The Feature
sh0's Mail MVP turns a single CLI command into a full-fledged email hosting platform. Stalwart Mail Server, DKIM key generation, DNS verification, Cloudflare auto-configuration, mailbox and alias management -- all wrapped in a 4-tab dashboard with 5-language i18n support.
The implementation spans ~5,000 lines across 30 files: a SQL migration, 3 Rust models, DKIM crypto, a Docker container manager, a Stalwart REST API client, DNS verification via dig, Cloudflare DNS extensions, 15 API handlers with RBAC, and a Svelte 5 dashboard with a setup wizard, detail page, and full CRUD modals.
The Problem with AI-Generated Code
Each AI session optimizes locally. Session 1 builds the database layer. Session 2 builds the API. Session 3 builds the dashboard. Each session produces working code -- but does the dashboard's TypeScript interface match the Rust response struct? Does the DNS record format string in mail_crypto.rs match what the setup wizard displays? Does the DnsStatus enum serialize as "pass" or "Pass"?
Cross-layer consistency is where bugs hide. The individual pieces work fine in isolation; the integration is where things break.
The Methodology
We use a build-audit-audit-approve pipeline:
- Build sessions (3 sessions): Each focused on one layer. Infrastructure, API, Dashboard.
- Focused audits (2 rounds): Each audit session reviews one build session. Session 2's audit found 4 Important issues (dig timeouts, Docker orphan cleanup, partial Cloudflare failure logging, optional alias addresses). Session 3's audit found 3 Important issues (hardcoded English strings, wrong empty-state i18n keys, untranslated status text).
- Global audit (this session): A fresh context reads every file and checks the system as a whole.
What the Global Audit Found
We defined 230 checklist items across 19 sections:
- Schema correctness: 11 checks (column types, constraints, indexes, foreign keys)
- Model layer: 13 checks (from_row mappings, CRUD methods, serde annotations)
- Crypto: 10 checks (DKIM keygen, DNS format strings, error handling)
- Docker: 14 checks (image, ports, volumes, labels, idempotency, cleanup)
- Stalwart client: 11 checks (auth, endpoints, error handling, timeouts)
- DNS verification: 12 checks (6 record types, injection prevention, timeouts)
- Cloudflare: 9 checks (MX/TXT creation, partial failure handling, TTL)
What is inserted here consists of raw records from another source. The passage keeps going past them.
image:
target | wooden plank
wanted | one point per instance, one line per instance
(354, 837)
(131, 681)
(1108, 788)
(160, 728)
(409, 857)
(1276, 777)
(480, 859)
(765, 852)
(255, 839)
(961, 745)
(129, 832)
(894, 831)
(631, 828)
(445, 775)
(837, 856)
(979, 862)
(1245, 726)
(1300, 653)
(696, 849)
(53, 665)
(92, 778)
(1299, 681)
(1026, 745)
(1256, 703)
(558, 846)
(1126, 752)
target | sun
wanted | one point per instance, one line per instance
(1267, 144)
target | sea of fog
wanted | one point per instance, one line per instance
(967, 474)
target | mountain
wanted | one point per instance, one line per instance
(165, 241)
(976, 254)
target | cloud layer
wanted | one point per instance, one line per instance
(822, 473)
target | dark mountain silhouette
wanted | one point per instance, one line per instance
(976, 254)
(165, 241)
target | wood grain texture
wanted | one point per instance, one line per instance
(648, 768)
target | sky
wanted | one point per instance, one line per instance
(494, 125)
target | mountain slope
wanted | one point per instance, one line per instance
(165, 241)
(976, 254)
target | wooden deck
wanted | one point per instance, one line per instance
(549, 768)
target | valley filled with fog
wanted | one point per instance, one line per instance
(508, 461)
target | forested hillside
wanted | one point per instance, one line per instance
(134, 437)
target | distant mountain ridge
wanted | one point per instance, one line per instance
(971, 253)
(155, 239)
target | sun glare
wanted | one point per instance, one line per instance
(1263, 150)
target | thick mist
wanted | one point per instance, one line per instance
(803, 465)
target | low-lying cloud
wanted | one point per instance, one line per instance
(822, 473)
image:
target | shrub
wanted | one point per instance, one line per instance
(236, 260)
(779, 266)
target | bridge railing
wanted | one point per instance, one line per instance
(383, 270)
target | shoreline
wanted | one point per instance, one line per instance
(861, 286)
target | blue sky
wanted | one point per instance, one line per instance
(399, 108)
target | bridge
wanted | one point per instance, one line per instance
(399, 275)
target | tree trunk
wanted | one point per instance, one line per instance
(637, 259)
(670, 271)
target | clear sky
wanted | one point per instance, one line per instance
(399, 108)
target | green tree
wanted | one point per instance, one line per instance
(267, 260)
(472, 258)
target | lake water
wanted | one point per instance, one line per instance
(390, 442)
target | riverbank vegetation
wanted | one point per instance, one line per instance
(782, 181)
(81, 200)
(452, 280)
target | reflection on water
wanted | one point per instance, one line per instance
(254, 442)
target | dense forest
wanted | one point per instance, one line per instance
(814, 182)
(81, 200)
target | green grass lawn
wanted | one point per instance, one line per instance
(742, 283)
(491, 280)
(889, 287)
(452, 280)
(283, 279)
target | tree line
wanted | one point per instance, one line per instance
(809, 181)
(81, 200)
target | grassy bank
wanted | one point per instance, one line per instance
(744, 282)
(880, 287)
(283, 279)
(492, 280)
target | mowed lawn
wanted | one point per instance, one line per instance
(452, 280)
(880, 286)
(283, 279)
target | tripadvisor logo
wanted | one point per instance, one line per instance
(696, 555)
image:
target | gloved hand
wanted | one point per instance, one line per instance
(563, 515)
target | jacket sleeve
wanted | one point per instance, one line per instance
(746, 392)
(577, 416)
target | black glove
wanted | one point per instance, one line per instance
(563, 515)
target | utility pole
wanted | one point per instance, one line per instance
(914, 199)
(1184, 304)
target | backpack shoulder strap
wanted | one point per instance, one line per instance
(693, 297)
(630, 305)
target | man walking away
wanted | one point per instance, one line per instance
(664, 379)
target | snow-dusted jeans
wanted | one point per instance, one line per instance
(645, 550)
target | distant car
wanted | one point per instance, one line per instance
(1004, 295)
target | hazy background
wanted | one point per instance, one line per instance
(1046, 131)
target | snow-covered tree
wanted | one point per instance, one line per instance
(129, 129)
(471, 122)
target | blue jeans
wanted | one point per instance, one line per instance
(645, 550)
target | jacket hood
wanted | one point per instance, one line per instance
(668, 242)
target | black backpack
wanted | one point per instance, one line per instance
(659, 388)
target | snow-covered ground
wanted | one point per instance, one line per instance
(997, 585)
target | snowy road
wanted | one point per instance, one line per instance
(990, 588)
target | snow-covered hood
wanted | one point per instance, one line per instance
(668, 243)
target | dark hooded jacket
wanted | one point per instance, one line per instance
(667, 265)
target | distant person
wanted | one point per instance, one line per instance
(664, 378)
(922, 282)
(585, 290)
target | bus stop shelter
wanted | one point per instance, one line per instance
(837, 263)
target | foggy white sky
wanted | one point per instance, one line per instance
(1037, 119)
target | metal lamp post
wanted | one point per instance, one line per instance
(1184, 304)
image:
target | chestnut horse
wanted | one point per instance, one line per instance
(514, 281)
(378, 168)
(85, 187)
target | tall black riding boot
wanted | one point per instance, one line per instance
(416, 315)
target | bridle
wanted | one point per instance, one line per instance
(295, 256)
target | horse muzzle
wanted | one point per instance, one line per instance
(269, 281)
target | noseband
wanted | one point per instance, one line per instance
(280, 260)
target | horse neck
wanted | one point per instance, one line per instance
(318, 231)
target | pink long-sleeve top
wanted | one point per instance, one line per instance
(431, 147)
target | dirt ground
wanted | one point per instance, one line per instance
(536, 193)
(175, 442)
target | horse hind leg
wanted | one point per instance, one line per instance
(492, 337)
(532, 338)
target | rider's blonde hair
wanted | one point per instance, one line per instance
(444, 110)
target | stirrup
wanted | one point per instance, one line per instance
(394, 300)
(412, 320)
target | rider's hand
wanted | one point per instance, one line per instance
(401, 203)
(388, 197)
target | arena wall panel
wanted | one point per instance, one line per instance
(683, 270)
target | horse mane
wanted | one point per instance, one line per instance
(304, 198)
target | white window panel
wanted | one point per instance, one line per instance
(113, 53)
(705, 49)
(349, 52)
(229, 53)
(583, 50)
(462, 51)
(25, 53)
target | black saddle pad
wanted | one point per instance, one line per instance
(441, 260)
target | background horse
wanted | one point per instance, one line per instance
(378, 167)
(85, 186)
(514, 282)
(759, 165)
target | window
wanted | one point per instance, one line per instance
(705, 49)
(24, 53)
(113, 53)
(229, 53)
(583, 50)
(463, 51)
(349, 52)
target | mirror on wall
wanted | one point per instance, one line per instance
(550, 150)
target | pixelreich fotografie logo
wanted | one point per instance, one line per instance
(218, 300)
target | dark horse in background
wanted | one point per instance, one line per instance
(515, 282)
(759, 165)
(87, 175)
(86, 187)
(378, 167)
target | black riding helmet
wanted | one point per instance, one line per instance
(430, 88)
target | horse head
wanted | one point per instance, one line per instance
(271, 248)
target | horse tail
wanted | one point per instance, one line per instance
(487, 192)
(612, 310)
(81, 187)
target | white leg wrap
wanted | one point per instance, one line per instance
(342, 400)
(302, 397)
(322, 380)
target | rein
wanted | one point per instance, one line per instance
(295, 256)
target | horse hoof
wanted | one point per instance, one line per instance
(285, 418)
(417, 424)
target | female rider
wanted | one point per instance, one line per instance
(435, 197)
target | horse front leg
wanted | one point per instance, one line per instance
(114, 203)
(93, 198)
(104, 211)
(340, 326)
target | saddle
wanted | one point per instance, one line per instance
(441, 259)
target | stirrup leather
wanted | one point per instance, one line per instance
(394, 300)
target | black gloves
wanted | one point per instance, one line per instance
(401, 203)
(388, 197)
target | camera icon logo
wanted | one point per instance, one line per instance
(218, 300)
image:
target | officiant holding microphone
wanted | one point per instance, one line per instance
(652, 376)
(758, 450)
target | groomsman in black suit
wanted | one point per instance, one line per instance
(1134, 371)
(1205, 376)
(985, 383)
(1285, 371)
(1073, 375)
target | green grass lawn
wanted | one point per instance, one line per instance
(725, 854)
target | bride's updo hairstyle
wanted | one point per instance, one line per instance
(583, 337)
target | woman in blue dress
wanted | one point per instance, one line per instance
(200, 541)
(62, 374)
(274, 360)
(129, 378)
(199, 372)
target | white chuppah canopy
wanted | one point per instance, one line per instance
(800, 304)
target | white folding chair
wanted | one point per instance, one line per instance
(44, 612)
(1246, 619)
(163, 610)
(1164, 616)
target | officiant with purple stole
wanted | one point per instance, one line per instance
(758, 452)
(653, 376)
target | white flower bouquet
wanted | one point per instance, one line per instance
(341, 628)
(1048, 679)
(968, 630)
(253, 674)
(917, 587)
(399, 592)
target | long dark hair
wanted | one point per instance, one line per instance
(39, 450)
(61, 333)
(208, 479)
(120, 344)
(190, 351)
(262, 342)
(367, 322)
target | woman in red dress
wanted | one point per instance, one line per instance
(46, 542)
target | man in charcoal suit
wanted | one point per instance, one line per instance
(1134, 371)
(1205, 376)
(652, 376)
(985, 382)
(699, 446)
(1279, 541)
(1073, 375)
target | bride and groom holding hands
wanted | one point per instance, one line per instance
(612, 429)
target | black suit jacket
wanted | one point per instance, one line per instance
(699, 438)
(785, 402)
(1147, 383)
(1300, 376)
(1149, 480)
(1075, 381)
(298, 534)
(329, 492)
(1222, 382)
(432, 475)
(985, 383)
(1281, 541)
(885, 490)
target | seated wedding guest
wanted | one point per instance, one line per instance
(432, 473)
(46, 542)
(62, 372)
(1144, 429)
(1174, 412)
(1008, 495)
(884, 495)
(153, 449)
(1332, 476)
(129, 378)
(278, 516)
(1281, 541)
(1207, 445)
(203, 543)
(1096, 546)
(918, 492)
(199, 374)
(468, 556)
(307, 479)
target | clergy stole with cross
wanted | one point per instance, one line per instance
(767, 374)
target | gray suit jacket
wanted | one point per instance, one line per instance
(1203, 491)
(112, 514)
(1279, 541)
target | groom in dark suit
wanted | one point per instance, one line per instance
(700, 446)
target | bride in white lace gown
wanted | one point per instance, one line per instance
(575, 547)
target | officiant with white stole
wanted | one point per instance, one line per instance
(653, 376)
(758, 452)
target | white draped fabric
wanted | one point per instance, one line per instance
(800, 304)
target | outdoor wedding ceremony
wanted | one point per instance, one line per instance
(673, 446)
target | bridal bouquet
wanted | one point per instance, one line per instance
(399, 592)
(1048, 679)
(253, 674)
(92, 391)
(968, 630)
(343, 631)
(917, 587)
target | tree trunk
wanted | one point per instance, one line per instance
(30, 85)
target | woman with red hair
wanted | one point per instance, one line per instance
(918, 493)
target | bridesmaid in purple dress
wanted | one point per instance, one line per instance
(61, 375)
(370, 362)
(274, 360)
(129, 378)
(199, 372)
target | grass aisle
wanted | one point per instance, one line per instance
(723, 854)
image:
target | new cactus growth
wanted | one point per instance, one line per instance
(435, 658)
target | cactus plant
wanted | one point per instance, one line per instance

- API handlers: 30 checks (15 endpoints, RBAC, encryption, validation, audit logging)
- Router & OpenAPI: 6 checks
- Request/Response types: 8 checks
- TypeScript types & API client: 9 checks (field-for-field matching)
- Dashboard pages: 51 checks (list, wizard, detail with 4 tabs)
- i18n & French accents: 14 checks (accents are critical -- this is an educational platform)
- Security: 12 checks (encryption, injection, XSS, secrets in responses)
- Cross-layer consistency: 9 checks (DB == Model == API == TypeScript == Dashboard)
- Previous fix verification: 7 checks (all 7 fixes from prior audits still in place)
- Build verification: 4 checks
Results: 227 pass, 3 fail. 0 Critical. 2 Important (both fixed in-session).
The two Important findings were both i18n issues: hardcoded English strings that bypassed the translation system, and a missing created_at column in the mailbox table. Both fixed by adding 20 new i18n keys across 5 language files and updating 3 Svelte components.
Why This Works
The key insight is diverse perspectives at the right granularity:
- Build sessions optimize for correctness within their layer
- Focused audits catch bugs within that layer from a fresh perspective
- The global audit catches cross-layer inconsistencies that no single-layer audit can see
The global audit found issues that both focused audits missed -- hardcoded English in error fallbacks, the missing table column. These are the kind of bugs that slip through when each reviewer only sees their own slice.
The Numbers
| Metric | Value |
|---|---|
| Total lines of code | ~5,000 |
| Files touched | 30 |
| Build sessions | 3 |
| Audit rounds | 3 (2 focused + 1 global) |
| Total findings across all audits | 10 |
| Critical findings | 0 |
| Important findings fixed | 9 |
| Minor findings | 4 |
| Checklist items verified | 230 |
| Languages with correct accents | 5 |
The cost of the audit pipeline is ~30 minutes of AI compute. The cost of shipping a mail hosting feature with a DKIM key leak, a command injection in dig, or "Boites aux lettres" without the circumflex to an educational platform? Much higher.